Because subcritical water can be used as a medium for hydrolysis, it can improve the release of peptides that have antioxidant activity, as it has been demonstrated in other studies (Powell et al., 2016; Rivas-Vela et al., 2021). Wine lees, linked to the presence of yeast cells, contain significant quantities of proteins (De Iseppi et al., 2020). Bioactive peptides were obtained after hydrolysis of yeast proteins (Vollet Marson et al., 2020). Sulfur-containing amino acids, thiopeptides, including glutathione and thioproteins from yeast biomass are known for their antioxidant activity (Dubourdieu and Lavigne-Cruege, 2004; Jaehrig et al., 2008). In the present study, the concentration of TSH in the lees extracts was found to vary between 0.5 and 16.0 mg GSHE/g DM, with the most influencing parameter being temperature. The maximum total sulfhydryl content in the extracts was obtained at an extraction temperature of 218 °C (run 6) and a slight decrease was observed at the maximum extraction temperature of 240 °C (runs 7 and 12), suggesting a possible degradation of these compounds (Marcet et al., 2016; Ahmed and Chun, 2018). A significant correlation between TSH and DPPH (Figure 6C; R2 = 0.829) and TSH and FRAP (Figure 6D; R2 = 0.806) was observed. This correlation has also been shown by other authors (Costa et al., 2006; Zhou et al., 2022). It is therefore possible that certain operating conditions promote the formation and/or the release of TSH with antioxidant capacity.
Glutathione was not quantifiable in extracts obtained under optimised conditions, probably as a consequence of its thermal degradation during SWE (Zhang et al., 1988). The absence of glutathione in our extracts suggests the involvement of other unidentified thio-compounds in the antioxidant activity. These results indicate the presence of antioxidant compounds other than polyphenols and GSH, as already shown by Bahut et al. (2020) for yeast derivatives. However, the precise compounds involved in the antioxidant capacity have not yet been identified. It is also possible that the antioxidant fraction of the extracts from white wine lees differ from those of the yeast derivatives. Indeed, SWE conditions can modify the chemical composition of lees by promoting the formation of new antioxidant compounds not accessible before SW extraction.

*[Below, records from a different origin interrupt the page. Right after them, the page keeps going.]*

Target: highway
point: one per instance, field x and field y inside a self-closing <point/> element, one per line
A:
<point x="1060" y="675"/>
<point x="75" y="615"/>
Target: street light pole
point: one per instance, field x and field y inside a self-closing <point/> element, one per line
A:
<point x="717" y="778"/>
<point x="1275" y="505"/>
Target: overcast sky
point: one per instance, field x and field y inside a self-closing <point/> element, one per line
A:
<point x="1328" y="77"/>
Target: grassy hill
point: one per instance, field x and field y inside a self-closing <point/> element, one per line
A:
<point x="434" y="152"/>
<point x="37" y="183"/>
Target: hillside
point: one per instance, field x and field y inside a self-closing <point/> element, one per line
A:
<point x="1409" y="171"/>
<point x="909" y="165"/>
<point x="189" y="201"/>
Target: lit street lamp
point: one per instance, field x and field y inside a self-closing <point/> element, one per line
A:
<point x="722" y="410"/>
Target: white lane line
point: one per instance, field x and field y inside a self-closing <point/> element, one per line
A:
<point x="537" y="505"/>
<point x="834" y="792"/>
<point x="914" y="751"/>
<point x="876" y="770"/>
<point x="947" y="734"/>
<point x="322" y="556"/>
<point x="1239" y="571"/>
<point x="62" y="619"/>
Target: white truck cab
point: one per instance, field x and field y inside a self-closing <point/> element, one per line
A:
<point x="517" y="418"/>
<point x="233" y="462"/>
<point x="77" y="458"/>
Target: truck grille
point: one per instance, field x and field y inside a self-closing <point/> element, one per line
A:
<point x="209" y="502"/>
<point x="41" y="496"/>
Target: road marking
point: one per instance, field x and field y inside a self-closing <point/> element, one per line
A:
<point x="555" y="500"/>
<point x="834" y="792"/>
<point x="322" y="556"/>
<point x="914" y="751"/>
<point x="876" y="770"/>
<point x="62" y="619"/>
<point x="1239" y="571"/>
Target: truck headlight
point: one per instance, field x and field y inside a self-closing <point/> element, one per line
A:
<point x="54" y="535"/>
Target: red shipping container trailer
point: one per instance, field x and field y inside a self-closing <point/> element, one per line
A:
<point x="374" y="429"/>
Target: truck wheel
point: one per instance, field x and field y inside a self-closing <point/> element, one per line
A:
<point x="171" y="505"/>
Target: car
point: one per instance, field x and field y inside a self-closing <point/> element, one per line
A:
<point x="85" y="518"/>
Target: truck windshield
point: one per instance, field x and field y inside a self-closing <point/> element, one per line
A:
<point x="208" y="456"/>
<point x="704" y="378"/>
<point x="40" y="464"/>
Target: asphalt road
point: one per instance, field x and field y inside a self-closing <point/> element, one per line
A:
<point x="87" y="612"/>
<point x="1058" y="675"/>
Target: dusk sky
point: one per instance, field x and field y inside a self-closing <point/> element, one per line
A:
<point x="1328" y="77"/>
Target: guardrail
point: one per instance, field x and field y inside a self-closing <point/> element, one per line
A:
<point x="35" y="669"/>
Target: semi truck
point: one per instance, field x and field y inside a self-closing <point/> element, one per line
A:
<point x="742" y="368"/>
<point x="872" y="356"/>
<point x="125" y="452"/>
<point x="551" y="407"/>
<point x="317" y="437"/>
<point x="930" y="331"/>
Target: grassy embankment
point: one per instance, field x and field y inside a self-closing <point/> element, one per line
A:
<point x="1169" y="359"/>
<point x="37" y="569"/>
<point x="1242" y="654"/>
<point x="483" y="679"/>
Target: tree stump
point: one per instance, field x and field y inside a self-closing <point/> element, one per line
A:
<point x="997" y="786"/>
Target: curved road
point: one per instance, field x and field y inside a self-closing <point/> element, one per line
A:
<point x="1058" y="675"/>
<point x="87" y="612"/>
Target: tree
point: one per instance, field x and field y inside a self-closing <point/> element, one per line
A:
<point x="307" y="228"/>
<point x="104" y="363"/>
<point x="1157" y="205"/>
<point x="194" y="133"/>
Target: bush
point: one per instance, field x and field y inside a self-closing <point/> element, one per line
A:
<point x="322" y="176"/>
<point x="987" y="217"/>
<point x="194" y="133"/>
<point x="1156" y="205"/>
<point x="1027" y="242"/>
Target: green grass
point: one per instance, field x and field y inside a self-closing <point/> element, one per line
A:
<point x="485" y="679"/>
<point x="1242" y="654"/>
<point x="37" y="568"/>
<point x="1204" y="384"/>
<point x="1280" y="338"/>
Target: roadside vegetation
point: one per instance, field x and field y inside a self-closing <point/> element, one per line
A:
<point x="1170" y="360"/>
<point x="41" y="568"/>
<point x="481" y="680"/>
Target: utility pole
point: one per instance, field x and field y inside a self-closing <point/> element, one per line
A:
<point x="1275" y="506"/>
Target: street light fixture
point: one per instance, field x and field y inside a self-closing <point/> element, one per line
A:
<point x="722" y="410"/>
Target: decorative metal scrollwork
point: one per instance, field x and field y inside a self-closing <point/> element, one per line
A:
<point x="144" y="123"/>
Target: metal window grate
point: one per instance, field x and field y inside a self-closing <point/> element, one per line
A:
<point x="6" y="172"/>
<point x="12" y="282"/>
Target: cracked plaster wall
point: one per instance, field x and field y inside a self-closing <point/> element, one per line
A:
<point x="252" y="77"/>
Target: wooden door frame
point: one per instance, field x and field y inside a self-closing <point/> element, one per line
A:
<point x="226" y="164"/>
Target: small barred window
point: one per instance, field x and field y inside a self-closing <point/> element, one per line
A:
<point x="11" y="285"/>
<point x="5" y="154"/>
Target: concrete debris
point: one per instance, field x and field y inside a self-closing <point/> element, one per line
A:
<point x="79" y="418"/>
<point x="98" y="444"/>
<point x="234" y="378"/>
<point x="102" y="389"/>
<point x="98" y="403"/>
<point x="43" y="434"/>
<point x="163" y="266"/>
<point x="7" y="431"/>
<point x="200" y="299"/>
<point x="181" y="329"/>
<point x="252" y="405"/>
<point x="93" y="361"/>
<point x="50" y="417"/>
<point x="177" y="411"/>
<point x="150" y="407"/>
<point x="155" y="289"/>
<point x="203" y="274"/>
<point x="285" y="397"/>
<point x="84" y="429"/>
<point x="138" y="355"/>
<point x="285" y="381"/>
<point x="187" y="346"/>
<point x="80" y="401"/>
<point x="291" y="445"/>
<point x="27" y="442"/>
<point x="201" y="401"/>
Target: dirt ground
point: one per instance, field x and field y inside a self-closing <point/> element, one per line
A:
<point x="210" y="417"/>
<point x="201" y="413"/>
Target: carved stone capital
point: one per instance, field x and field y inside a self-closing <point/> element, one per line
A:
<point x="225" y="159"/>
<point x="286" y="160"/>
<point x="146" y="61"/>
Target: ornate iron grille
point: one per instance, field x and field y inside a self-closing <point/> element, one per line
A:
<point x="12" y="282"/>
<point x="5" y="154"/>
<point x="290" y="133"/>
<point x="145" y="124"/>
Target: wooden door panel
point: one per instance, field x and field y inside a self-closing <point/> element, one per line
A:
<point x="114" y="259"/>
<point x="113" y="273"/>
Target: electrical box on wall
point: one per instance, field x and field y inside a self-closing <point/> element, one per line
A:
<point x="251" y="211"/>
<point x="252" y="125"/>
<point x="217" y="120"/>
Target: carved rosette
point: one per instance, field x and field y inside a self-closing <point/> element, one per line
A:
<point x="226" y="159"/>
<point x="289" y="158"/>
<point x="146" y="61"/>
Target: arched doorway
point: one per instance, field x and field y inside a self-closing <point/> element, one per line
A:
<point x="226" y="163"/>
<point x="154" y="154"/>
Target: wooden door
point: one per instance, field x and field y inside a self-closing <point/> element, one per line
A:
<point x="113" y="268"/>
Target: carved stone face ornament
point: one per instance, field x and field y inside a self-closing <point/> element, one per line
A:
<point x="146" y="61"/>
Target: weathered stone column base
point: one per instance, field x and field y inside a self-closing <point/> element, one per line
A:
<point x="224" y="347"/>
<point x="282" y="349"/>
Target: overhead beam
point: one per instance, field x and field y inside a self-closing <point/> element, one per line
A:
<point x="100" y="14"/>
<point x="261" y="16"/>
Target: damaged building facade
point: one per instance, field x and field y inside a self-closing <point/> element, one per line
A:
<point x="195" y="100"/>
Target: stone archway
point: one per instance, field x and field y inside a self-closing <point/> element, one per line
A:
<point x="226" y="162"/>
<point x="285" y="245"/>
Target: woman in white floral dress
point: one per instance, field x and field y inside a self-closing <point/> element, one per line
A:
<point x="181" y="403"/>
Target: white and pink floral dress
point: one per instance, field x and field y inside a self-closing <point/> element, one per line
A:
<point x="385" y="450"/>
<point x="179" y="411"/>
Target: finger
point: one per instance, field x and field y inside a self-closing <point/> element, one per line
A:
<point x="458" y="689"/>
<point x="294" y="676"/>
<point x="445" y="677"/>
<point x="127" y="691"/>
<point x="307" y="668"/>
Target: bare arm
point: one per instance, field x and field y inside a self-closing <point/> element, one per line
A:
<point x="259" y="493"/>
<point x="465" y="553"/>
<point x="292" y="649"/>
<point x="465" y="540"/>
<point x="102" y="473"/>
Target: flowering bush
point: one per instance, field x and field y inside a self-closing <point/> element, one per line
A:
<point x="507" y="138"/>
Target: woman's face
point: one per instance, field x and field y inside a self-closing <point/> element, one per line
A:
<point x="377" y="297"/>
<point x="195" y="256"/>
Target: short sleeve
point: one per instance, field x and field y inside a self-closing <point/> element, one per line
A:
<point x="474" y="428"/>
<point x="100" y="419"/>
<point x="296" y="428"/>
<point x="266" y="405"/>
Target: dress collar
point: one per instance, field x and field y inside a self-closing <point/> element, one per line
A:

Finally, the antioxidant activity of the lees extracts was evaluated using a method based on their OCR in model wine solution (lowest and highest OCR kinetics presented in figure S2.). This method is used to evaluate the kinetics of the oxygen consumption of oenological products like yeast derivatives, tannins and bioprotection (Pascual et al., 2017; Nioi et al., 2022; Windholtz et al., 2023). A high OCR value is associated with a rapid reaction with oxygen. It is supposed that by reacting quickly with oxygen, the oenological product can compete with wine compounds (such as polyphenols and aromas) and prevent or limit their oxidation. Here, the values for OCR of the lees extracts in model wine solution were similar to those obtained by Nioi et al. (2022) for industrial yeast derivatives; these products are used during wine aging, being able to consume oxygen and thus limiting the oxidation of organoleptic compounds. In the same way, the lees extracts are a potential new product with antioxidant activity for use in the production of wine and other beverages.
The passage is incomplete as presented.